On Monday, spot gold reached an all-time high, hitting $2,135.39 per ounce before retracing to around $2,027 by midday. Gold futures (GC=F) also experienced an intraday high of $2,152.30 on Sunday, only to decline by 2% on Monday.
Mike McGlone, Bloomberg Intelligence senior macro strategist, expressed optimism about gold’s trajectory, stating, “I think gold is in the early days of a bull market breaking out to new highs.” The surge in gold prices is attributed to its status as a safe-haven asset, particularly during times of uncertainty. This ascent aligns with decreasing 10-year Treasury yields, as the market anticipates potential Federal Reserve interest rate cuts next year. Typically, lower long-term yields prompt investors to shift from bonds to the precious metal.

Michele Schneider, partner and director of trading education and research at MarketGauge.com, foresaw the potential for gold to reach $3,000, emphasizing its resilience “in the face of a stable dollar and higher rates.”
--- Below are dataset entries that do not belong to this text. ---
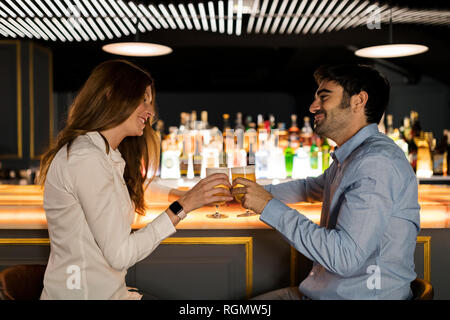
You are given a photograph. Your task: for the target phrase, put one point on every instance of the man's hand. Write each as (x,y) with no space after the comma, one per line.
(204,193)
(255,196)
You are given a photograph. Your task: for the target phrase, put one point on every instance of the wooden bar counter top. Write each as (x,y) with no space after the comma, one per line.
(21,207)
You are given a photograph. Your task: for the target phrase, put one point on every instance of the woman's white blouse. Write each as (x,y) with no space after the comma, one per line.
(89,214)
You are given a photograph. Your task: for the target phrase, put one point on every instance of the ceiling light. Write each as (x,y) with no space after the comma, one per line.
(391,51)
(137,49)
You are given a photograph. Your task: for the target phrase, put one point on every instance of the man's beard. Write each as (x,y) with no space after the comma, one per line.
(324,129)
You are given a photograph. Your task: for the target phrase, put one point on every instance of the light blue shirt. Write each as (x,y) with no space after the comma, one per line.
(364,246)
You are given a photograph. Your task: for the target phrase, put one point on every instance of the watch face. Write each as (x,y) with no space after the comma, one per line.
(176,207)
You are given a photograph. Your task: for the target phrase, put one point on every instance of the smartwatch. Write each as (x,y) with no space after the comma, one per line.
(177,209)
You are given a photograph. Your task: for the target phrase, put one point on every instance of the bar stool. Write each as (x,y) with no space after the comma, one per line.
(22,282)
(422,290)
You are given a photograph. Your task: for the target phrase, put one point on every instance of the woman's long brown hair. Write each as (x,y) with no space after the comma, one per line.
(110,95)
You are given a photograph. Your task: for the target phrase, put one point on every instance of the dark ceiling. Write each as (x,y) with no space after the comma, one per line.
(205,61)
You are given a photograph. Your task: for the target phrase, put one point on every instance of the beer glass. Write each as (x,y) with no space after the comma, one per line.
(210,171)
(248,173)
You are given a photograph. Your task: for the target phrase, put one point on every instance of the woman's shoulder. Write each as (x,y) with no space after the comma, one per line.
(81,147)
(85,145)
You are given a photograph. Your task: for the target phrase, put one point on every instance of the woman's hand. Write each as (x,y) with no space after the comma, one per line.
(255,196)
(204,193)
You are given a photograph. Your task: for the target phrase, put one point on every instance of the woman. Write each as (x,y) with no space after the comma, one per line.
(94,183)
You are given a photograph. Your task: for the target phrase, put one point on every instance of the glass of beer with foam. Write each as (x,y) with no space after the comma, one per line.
(210,171)
(247,172)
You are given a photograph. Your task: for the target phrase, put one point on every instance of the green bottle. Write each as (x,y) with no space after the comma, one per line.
(314,155)
(325,154)
(289,159)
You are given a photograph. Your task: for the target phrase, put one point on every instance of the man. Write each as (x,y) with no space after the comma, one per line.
(364,246)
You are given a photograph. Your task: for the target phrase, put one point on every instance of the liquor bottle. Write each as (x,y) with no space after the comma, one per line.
(190,171)
(415,124)
(381,126)
(213,145)
(276,163)
(424,164)
(198,148)
(301,167)
(250,143)
(226,122)
(389,126)
(267,123)
(272,121)
(183,121)
(260,122)
(314,156)
(294,133)
(240,155)
(170,161)
(396,136)
(262,156)
(204,117)
(440,156)
(289,159)
(184,154)
(412,147)
(248,120)
(229,147)
(325,154)
(307,132)
(193,120)
(159,128)
(284,136)
(238,122)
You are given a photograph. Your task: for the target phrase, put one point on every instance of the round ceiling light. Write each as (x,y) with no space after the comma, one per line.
(136,49)
(391,51)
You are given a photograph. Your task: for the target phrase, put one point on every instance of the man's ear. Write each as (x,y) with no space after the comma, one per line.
(358,101)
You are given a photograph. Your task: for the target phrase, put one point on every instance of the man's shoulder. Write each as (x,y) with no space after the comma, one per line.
(380,146)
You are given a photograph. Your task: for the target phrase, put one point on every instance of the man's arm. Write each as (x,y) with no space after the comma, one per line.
(366,207)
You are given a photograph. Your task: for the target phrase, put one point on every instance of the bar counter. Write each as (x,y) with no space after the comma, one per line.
(231,258)
(21,207)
However, not all analysts share this bullish outlook. Rob Haworth, senior investment strategy director at US Bank Asset Management Group, cautioned that the sustainability of the trend hinges on factors like lower interest rates and a weaker US dollar. He pointed out that a still-growing US economy and indications that the Fed is not considering imminent interest rate cuts could temper enthusiasm for gold in the near term.
Octavio Marenzi, CEO of Opimus, advised investors against chasing the recent surge in gold and other asset classes. He emphasized the risk of making the “biggest mistake” by entering the market late after a significant rally.
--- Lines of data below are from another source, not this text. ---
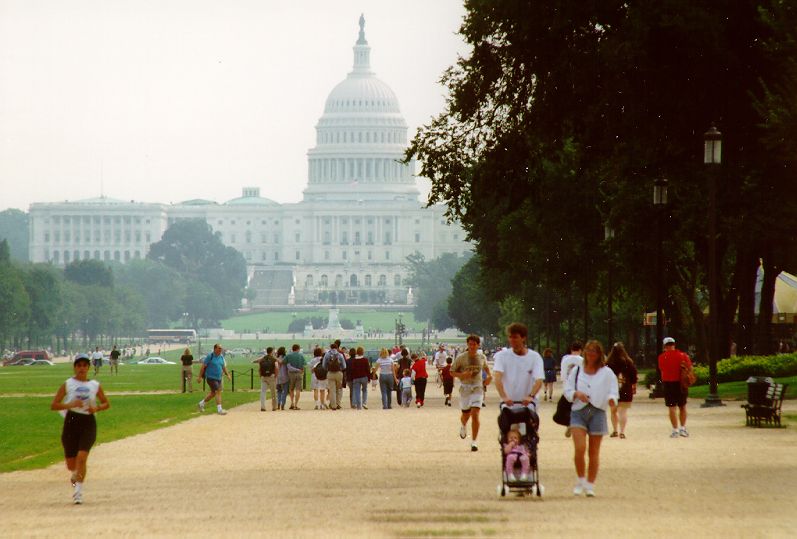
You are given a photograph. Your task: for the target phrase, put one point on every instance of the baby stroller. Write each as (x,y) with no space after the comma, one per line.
(527,423)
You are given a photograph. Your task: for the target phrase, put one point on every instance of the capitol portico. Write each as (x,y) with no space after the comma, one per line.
(348,239)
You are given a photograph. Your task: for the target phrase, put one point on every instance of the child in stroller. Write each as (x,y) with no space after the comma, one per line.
(518,439)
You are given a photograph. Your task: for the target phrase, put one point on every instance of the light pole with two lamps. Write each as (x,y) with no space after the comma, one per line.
(712,158)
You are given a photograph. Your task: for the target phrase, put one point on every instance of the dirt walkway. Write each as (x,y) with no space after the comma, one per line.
(403,473)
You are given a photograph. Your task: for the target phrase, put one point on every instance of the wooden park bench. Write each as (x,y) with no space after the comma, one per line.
(768,409)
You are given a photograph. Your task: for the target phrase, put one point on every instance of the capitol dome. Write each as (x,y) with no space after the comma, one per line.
(360,140)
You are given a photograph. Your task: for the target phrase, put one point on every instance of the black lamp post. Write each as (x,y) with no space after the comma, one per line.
(659,203)
(712,158)
(608,235)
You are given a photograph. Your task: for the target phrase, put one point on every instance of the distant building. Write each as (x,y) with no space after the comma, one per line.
(345,242)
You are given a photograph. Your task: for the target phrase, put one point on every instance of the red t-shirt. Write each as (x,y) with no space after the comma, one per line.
(420,368)
(670,365)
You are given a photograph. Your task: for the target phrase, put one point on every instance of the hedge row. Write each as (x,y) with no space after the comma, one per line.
(740,368)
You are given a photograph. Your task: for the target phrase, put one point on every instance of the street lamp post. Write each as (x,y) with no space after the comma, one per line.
(608,235)
(659,203)
(712,158)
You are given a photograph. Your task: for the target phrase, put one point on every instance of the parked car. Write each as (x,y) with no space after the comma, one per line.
(40,362)
(27,354)
(155,360)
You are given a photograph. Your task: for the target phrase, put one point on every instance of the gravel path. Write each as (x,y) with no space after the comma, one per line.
(405,472)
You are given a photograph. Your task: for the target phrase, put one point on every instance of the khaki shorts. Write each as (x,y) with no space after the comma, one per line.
(295,380)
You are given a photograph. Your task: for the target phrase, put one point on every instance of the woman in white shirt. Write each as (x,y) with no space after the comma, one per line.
(591,388)
(77,400)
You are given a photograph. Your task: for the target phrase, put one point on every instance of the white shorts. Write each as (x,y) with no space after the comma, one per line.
(470,397)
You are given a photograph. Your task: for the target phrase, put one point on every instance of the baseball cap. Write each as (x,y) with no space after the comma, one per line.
(81,357)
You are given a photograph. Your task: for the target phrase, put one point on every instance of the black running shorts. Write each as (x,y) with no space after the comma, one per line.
(79,433)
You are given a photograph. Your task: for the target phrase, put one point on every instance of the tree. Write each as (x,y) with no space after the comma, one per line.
(469,306)
(14,229)
(574,108)
(191,248)
(431,281)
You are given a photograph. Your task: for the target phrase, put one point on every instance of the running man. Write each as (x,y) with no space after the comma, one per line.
(468,367)
(76,400)
(212,368)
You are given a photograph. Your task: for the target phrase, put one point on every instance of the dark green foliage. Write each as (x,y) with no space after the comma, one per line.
(431,285)
(14,229)
(565,113)
(740,368)
(191,248)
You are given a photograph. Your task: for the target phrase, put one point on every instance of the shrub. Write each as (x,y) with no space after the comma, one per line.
(740,368)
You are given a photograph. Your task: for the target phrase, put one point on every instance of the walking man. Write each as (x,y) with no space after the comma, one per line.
(187,372)
(115,360)
(296,363)
(268,379)
(335,364)
(519,372)
(212,368)
(670,362)
(468,367)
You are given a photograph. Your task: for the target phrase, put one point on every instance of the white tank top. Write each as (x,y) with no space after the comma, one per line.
(84,391)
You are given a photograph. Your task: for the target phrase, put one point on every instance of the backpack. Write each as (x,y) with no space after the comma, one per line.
(334,363)
(267,365)
(319,371)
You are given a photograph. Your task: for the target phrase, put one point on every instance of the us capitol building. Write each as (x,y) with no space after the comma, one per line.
(345,242)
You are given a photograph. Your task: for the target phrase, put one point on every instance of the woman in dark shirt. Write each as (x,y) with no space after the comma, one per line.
(623,366)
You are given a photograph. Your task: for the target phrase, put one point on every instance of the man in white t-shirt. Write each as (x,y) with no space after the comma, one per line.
(573,359)
(519,371)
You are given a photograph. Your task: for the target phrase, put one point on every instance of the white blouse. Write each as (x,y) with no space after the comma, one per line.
(599,387)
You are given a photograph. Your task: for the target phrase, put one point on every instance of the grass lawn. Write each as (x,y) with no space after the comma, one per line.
(738,390)
(32,432)
(278,322)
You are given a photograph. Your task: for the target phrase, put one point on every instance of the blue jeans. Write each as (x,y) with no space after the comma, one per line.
(386,386)
(282,393)
(359,388)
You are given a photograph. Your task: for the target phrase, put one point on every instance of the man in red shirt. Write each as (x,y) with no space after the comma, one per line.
(674,394)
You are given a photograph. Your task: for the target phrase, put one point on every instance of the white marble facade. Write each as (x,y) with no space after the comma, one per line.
(358,221)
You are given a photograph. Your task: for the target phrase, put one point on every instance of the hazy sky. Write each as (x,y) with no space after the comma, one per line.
(168,100)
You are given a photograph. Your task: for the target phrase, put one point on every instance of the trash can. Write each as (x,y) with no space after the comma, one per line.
(757,387)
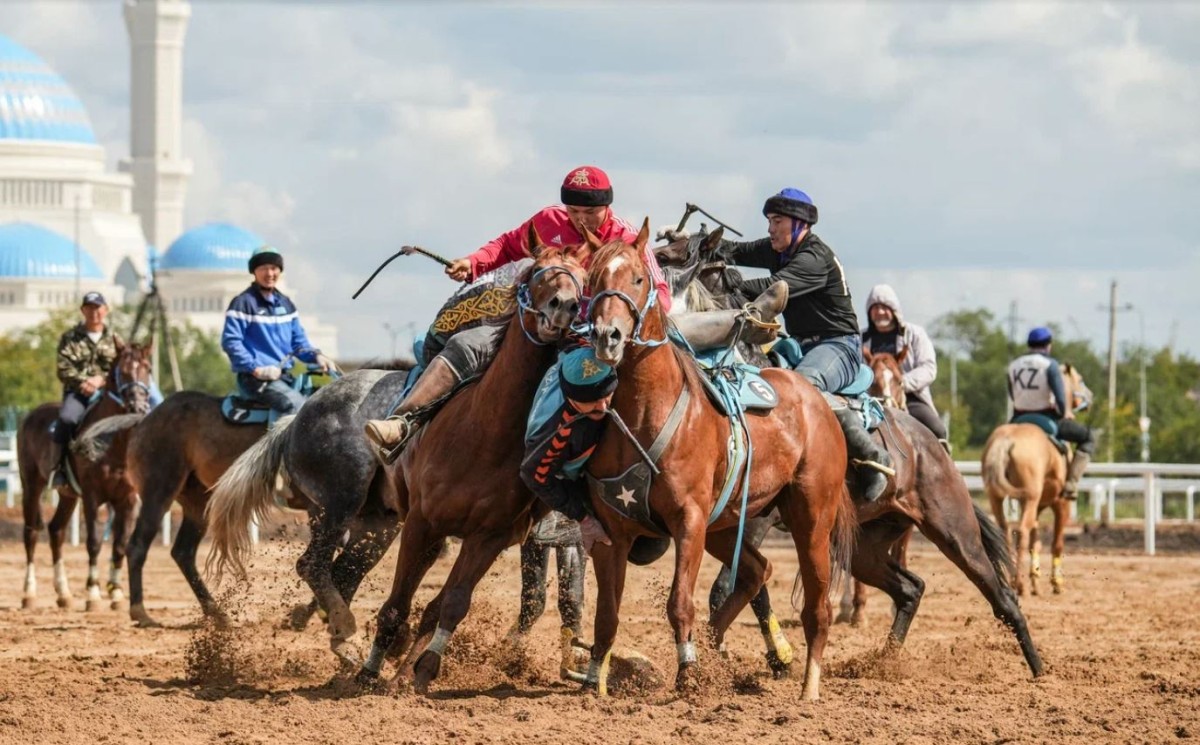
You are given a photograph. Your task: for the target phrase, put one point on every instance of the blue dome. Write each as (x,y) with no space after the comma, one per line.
(35,102)
(216,246)
(31,251)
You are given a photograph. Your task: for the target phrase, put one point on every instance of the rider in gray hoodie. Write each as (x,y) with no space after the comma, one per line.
(888,331)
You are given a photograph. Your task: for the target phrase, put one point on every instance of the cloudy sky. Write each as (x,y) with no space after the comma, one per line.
(972,155)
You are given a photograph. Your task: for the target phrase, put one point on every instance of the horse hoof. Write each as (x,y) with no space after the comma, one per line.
(688,679)
(427,667)
(779,670)
(299,617)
A notable trend in gold investments is the significant role played by central banks. In the last couple of years, central banks have emerged as major gold buyers, with a record-breaking first half of 2023. Global official gold reserves have increased by 120% quarter over quarter, marking the second-highest third-quarter total since the World Gold Council began reporting this metric. China leads as the largest buyer, followed by Poland and Singapore.